C’est ainsi que mourut notre saint évêque, le 23 mai 608 ; c’est ainsi qu’ayant souffert pour la justice ce que les martyrs ont enduré pour la vérité, il eut part à leur gloire, comme un véritable imitateur de saint Jean-Baptiste et du prophète Elie, dans la conduite qu’ils avaient tenue à l’égard d’Hérodiade et de Jézabel. Son corps fut enterré dans le village de Prissignac, où il plut à Dieu de découvrir, par les miracles qui s’opèrent à son tombeau, la sainteté de son serviteur et la félicité dont il avait été récompensé. Des aveugles y recouvrèrent, la vue des boiteux et des infirmes, affligés de diverses maladies, y furent guéris mais c’est surtout pour être délivrée de la fièvre que la foule, à toutes les époques de l’année, de toutes les parties des Dombes et du Lyonnais, venait en pèlerinage à l’église de Prissignac. Il s’y forma un bourg considérable qui prit le nom de Saint-Didier-sur-Chalaronne ; c’est aujourd’hui une très grande paroisse dans le canton de Thoissey. L’accroissement de ce bourg doit donc être attribué à ce Saint. Cinq ans après, en 613, Clotaire II ayant réuni toute la monarchie française sous sa domination, fit mourir Brunehaut et en extermina toute la race en massacrant les enfants du roi Thierry, petit-fils de cette princesse.
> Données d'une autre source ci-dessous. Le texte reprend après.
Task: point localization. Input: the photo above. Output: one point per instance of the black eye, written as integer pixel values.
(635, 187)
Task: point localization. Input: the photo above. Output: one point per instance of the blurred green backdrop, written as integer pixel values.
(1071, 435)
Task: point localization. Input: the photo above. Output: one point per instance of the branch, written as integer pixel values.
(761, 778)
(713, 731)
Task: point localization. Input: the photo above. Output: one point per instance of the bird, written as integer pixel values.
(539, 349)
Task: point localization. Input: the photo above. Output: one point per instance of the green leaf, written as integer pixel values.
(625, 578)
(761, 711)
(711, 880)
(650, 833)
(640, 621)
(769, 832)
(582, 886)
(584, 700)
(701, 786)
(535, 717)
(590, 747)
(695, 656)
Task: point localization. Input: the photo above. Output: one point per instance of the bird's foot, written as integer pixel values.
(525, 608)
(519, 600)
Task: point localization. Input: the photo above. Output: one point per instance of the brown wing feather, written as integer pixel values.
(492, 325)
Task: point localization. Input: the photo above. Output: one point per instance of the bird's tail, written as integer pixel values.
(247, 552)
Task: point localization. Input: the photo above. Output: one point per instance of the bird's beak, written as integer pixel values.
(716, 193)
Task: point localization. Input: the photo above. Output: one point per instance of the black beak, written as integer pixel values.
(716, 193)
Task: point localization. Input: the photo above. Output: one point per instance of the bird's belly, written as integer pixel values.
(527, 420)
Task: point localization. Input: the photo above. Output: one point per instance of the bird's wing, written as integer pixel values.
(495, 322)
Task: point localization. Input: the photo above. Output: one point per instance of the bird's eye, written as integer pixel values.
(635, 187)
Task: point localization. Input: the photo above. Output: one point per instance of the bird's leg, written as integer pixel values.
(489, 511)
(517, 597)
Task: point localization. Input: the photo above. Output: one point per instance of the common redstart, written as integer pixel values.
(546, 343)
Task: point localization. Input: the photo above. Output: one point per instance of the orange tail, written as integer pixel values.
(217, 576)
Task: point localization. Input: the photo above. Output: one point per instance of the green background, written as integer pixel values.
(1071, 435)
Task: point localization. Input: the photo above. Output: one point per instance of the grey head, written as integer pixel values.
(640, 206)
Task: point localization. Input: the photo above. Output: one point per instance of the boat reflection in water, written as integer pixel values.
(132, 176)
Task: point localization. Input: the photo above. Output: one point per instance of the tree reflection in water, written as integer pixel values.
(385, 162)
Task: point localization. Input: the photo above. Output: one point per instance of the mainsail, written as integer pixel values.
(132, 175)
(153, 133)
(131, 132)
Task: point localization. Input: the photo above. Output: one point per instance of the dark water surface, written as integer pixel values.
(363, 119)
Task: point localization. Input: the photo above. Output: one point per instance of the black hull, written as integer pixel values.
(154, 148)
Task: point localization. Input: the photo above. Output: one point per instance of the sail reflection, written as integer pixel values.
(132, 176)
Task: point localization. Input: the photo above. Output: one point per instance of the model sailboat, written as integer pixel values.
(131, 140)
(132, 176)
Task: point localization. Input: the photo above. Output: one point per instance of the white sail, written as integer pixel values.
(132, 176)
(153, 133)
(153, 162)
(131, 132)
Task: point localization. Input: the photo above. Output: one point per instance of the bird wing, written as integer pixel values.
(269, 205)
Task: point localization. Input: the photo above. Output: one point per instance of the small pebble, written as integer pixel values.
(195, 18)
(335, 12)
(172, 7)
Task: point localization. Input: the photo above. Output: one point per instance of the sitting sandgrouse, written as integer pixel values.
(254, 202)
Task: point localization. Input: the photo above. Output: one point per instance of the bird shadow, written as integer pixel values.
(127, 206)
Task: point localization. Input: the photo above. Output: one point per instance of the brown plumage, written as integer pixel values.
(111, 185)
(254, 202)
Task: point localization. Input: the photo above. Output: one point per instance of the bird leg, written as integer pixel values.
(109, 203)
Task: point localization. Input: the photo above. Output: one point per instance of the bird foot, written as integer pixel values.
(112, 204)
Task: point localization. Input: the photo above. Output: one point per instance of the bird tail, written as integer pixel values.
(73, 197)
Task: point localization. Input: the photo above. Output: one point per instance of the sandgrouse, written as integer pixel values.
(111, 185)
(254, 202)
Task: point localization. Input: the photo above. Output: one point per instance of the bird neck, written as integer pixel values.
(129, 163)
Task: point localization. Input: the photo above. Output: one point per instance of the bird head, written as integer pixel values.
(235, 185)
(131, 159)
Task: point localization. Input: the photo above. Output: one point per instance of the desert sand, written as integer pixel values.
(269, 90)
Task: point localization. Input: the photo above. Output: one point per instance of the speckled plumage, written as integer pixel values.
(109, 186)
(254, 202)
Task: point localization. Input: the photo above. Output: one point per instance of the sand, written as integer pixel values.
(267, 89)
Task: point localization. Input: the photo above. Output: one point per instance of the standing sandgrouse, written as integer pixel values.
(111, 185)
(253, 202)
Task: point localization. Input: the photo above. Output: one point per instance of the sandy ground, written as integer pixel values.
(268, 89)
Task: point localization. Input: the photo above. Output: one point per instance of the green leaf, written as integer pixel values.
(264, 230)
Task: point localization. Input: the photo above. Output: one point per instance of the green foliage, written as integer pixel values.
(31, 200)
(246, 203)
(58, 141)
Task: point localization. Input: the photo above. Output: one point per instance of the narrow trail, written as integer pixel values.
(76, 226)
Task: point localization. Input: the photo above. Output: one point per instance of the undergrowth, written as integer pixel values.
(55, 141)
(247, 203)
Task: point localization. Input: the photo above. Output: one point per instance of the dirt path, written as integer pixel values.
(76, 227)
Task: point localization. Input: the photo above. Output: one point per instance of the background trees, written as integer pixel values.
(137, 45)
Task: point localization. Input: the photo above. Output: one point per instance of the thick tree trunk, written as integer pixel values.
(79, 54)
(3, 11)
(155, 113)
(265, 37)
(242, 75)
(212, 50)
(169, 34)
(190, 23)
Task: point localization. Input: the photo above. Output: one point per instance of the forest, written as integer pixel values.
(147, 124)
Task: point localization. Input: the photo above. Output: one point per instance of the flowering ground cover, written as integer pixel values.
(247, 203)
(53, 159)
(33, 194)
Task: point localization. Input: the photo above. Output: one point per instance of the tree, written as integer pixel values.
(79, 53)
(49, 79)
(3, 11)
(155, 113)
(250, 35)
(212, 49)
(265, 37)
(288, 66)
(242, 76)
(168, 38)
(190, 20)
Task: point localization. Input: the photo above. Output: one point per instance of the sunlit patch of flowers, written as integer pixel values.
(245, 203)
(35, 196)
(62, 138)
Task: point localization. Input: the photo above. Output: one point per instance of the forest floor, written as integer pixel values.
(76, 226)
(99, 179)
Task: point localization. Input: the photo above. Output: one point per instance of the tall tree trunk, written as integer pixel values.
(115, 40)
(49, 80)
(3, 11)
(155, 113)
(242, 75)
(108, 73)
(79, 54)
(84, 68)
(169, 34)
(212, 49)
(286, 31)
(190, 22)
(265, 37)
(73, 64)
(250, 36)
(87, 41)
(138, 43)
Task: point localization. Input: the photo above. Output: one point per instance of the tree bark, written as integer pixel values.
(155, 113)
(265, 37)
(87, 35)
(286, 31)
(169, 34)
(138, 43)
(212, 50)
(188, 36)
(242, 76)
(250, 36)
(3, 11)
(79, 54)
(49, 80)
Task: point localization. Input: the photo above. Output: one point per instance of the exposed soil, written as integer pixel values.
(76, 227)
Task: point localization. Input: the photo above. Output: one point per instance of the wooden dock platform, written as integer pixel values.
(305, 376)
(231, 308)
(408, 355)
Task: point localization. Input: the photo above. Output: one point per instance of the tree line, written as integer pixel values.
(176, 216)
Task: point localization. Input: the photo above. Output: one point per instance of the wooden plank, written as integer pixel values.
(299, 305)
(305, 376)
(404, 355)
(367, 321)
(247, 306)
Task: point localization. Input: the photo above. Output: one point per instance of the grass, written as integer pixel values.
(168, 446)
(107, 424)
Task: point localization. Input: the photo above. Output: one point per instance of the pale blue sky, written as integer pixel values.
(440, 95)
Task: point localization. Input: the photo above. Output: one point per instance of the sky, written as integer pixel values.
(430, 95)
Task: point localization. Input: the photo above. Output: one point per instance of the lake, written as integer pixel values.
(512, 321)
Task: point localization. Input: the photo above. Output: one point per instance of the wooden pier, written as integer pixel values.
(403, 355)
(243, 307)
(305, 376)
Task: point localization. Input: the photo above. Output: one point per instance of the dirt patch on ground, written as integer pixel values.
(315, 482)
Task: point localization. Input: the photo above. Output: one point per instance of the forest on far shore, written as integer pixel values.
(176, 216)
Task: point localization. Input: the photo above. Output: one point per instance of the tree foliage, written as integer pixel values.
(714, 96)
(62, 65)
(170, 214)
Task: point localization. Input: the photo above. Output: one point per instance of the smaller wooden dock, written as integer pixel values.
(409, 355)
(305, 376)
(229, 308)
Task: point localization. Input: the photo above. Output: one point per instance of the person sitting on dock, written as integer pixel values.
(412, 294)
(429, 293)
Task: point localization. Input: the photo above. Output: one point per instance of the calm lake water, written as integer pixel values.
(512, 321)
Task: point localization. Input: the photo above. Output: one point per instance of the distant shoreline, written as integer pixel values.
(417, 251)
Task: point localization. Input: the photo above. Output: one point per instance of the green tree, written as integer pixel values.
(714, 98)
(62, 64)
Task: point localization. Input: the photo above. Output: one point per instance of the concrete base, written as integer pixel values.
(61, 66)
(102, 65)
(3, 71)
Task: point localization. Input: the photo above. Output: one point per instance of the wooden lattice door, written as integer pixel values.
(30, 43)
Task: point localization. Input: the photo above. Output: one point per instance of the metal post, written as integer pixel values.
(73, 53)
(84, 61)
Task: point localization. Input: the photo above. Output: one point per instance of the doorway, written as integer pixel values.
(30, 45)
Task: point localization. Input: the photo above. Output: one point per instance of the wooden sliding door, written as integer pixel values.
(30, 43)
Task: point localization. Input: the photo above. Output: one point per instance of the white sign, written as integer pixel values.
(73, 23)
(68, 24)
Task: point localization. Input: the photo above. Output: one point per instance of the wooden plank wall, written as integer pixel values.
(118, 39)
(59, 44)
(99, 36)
L’évêque de Vienne, Domnole, que l’on avait substitué au Saint, étant mort vers l’an 620, son successeur, saint Ethère, transféra le corps de saint Didier à Vienne, dans l’église de Saint-Pierre et Saint-Paul, hors des murs, le 11 e jour de février, vers l’an 620. De nombreux miracles éclatèrent pendant cette translation ceux qui continuèrent à s’opérer auprès de ses reliques, rendirent longtemps son culte fameux dans tout le Dauphiné. Adon, évêque de Vienne, l’auteur du Martyrologe, qui a écrit aussi l’histoire du martyre et de cette translation de notre Saint, en détacha quelques reliques, vers l’an 870, pour les envoyer à l’abbaye de Saint-Gall, en Suisse.